The charity was founded in 1983 by Tim Prince and Paul Bowen of the Royal International Air Tattoo in the memory of Group Captain Sir Douglas Bader, the disabled wartime fighter ace who lost both his legs in an accident in 1931.

Over 400 disabled people have participated in the scholarship scheme, several are paraplegic, and others are disabled as a result, for example, of cerebral palsy, loss of limbs, rheumatoid arthritis, MS, ME, spina bifida and poliomyelitis.

Supported by donations and sponsorship, the charity typically provides about 12 scholarships a year. Many of the Scholars get to fly Solo, and some go on to take full licences.

== Patronage ==
Up until his death in 1999, the Patron of the charity was His Royal Highness King Hussein of the Hashemite Kingdom of Jordan.

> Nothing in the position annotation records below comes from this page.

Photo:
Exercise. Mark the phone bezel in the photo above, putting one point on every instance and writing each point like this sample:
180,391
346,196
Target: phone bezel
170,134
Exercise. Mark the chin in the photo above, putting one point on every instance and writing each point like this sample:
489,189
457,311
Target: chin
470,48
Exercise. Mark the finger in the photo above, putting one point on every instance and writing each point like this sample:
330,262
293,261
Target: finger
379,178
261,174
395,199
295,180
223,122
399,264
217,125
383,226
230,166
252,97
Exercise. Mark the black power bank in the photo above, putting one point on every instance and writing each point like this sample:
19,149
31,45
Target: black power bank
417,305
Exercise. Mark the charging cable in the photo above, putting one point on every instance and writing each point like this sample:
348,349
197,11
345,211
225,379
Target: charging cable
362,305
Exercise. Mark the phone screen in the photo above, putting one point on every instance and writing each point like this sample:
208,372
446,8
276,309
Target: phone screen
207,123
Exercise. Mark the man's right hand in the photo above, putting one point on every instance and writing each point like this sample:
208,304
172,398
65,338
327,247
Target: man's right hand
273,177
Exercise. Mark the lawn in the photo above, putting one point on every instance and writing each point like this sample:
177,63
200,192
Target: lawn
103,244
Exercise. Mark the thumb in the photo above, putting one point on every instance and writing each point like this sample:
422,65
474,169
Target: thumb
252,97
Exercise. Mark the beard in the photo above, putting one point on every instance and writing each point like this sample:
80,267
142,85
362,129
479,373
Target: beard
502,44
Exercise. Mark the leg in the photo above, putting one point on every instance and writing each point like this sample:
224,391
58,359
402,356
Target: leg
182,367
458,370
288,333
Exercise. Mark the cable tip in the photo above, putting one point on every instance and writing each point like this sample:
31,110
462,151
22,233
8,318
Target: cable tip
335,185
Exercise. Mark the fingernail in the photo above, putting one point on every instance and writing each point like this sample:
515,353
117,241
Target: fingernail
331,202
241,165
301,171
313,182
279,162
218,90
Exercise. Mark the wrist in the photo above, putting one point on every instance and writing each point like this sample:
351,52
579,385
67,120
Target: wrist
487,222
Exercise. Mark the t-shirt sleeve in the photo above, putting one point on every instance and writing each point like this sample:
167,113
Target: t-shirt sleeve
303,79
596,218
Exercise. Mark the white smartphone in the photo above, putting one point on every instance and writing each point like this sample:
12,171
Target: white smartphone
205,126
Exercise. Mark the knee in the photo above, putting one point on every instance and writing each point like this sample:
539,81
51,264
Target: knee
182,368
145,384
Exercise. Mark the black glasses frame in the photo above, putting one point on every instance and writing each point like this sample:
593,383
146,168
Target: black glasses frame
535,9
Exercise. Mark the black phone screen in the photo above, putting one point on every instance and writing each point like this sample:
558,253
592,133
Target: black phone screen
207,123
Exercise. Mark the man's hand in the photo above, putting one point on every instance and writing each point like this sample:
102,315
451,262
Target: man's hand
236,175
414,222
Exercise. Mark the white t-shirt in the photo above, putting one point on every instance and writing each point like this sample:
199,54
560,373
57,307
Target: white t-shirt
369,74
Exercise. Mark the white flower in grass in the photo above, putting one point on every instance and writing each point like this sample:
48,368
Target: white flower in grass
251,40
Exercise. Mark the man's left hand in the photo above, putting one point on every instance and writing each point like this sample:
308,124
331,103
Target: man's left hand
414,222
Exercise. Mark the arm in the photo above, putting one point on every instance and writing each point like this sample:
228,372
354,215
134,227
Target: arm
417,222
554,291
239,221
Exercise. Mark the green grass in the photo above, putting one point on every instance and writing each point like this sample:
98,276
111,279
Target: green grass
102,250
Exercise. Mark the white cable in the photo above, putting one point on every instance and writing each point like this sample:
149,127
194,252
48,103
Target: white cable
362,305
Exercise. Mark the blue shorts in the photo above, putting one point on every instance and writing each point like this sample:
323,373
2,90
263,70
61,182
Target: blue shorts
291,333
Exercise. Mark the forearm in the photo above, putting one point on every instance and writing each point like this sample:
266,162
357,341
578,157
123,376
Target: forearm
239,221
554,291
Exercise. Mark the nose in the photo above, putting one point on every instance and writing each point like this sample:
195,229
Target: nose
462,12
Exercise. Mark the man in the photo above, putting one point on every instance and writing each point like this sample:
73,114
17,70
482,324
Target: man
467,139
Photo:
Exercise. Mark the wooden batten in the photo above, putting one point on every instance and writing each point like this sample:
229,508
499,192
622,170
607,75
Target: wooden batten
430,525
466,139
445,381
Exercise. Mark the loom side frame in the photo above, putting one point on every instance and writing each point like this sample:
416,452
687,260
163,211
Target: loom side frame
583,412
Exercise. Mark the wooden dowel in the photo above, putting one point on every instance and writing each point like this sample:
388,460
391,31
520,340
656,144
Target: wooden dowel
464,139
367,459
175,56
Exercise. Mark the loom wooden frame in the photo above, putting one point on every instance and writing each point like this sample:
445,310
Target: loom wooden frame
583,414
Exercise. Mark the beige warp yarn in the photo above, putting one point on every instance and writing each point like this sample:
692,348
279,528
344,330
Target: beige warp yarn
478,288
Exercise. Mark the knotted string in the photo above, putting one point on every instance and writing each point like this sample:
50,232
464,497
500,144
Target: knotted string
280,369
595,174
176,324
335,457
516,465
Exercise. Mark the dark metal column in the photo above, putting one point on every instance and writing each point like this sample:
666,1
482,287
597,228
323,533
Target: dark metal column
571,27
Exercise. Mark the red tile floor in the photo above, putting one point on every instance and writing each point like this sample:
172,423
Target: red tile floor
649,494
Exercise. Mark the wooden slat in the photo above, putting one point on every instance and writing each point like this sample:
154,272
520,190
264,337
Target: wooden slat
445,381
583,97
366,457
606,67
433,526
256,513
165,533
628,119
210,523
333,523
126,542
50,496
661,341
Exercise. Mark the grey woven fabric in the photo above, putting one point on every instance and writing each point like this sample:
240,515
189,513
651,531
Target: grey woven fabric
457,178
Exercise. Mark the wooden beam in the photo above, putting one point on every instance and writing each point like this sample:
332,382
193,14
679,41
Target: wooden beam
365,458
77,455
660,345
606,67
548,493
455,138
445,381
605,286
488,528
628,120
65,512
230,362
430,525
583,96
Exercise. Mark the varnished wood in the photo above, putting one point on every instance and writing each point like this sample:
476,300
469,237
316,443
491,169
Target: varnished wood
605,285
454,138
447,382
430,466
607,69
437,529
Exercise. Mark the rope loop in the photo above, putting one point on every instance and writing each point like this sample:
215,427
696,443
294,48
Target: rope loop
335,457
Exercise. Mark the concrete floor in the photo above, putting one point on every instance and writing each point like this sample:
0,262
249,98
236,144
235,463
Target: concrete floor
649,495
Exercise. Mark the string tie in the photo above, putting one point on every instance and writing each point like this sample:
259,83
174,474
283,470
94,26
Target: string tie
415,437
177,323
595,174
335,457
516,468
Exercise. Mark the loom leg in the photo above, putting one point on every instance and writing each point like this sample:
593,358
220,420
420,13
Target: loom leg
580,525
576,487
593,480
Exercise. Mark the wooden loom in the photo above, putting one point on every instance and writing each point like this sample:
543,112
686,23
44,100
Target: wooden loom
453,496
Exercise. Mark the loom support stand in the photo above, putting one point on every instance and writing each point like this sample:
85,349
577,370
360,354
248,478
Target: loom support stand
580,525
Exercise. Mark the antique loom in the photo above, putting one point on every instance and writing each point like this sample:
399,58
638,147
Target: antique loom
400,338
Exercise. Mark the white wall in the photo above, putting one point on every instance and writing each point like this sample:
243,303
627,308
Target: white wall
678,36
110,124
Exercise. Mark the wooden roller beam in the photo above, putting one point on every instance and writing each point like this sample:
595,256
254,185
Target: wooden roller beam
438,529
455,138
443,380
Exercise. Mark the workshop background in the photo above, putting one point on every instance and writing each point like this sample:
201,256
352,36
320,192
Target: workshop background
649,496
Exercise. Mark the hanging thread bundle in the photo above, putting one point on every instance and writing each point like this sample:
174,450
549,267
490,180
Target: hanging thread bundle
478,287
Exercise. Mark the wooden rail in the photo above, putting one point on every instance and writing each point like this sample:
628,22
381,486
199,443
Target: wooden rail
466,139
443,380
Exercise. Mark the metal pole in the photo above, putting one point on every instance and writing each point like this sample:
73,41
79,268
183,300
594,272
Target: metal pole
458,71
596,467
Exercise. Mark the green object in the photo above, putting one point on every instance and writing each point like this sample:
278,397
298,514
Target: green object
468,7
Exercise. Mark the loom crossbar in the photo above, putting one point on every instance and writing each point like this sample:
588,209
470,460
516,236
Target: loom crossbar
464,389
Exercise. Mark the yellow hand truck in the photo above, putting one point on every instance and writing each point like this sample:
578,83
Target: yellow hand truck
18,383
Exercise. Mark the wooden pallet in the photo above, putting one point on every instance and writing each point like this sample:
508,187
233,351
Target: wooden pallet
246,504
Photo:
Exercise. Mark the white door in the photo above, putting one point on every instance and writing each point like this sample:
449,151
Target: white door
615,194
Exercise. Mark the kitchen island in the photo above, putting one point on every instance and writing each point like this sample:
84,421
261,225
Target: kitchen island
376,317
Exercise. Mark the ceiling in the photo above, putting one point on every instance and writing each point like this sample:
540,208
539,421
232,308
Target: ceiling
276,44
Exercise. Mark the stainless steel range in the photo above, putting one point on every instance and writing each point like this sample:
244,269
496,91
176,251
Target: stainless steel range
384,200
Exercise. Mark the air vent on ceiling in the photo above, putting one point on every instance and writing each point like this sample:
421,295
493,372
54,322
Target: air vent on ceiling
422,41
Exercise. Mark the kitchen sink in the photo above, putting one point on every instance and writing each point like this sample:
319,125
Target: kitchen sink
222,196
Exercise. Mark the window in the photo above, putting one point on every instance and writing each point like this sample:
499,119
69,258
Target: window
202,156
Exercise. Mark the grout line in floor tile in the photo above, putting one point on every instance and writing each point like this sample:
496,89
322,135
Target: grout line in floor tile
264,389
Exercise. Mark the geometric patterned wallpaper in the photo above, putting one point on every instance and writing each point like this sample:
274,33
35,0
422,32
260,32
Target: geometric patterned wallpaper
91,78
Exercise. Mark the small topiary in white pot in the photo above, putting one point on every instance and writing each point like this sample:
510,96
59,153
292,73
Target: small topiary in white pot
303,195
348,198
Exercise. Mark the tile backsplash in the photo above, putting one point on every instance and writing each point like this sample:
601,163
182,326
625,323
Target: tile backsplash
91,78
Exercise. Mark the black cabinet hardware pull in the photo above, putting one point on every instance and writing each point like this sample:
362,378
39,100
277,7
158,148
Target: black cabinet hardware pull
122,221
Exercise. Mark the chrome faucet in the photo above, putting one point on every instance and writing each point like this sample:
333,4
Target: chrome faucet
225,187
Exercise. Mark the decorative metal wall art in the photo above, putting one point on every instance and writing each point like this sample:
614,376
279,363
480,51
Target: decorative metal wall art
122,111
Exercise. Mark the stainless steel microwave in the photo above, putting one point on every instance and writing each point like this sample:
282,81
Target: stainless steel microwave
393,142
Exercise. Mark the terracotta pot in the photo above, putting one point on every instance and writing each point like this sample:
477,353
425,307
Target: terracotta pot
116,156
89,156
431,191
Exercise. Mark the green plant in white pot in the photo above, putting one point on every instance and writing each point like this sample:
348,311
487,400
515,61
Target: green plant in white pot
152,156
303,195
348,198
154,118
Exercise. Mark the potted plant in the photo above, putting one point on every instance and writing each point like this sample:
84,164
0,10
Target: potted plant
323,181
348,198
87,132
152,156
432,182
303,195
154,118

Following the death of his father, his son His Royal Highness Prince Faisal bin Al Hussein, succeeded him and is the current patron of the charity.

Air Chief Marshall Sir Stephen Dalton joined the charity as a Vice Patron in 2012.

Author, broadcaster, pilot and musician Bruce Dickinson, best known as a member of Iron Maiden, was appointed Vice Patron of the charity in 2012.

Tim Prince OBE, joint founder of the Royal International Air Tattoo "the world’s largest military air show", and the FSDP charity, is a Vice Patron of the charity.

Polly Vacher MBE, is an aviator specialising in long-distance solo flights, having obtained her private pilot license in Australia in 1994. She was awarded her MBE in 2002 for her services to charity, and was appointed a Vice Patron to the charity in 2015.

== Scholar Stories ==
Since achieving his scholarship in 2007 Andy Lewis MBE has become part of the Great Britain World Class Performance Program competing for Great Britain all over the world. He is the British Elite Champion for Paraduathlon and British Champion for Triathlon. He was awarded the Sports person of the year in the Pride of the Forest awards and disabled sports performer of the year in the Bristol Sports awards. He is a GB Paratriathlete and competes as a through-knee amputee and achieved a gold medal at the 2016 Rio Paralympic Games. In December 2016 he was awarded an MBE for services to triathlon.